When it comes to dust-making power tools, my table saw is probably the biggest culprit. Besides being a nuisance, dust poses a health risk. These handy tips can quickly improve the dust-collection capabilities of your table saw without spending a lot of money.

The best places to start sealing are the large openings. For a contractor-style table saw, that means the big opening in the back of the cabinet. My solution is a 14” plywood panel with notches and openings to wrap around anything in the way. The panel is held in place with strong rare-earth magnets recessed in each corner.

This panel only works for cuts when the blade is 90° to the saw table — which accounts for most of the cuts that I make. For bevel cuts, I just take the panel off.

Once the large openings are taken care of, you can look for smaller gaps. One is shown here. The blade height wheel of the table saw rides in a curved slot to follow the blade tilt. To narrow the opening, you can apply a sheet of self-adhesive foam to the inside. A slit in the foam allows the mechanism to move. (You can find the foam sheets at an office-supply store.)

One final gap to close is where the saw cabinet joins the table. To close off these narrow, irregular openings, I use foam pipe insulation and backer rod. These are easy to cut to length and stuff in place.

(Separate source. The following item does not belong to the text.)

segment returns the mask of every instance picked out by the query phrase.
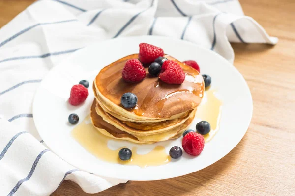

There’s another large opening found on contractor and benchtop table saws I haven’t mentioned, up until now. And that’s the one at the bottom of the saw cabinet. Out on a job site, dust and chips can simply fall to the ground — no big deal. In the shop, this isn’t the best option. You can buy an inexpensive plastic hood that rests inside the saw cabinet (Ours came from Rockler). A fitting in the middle allows you to connect a 4″-dia. dust-collection hose.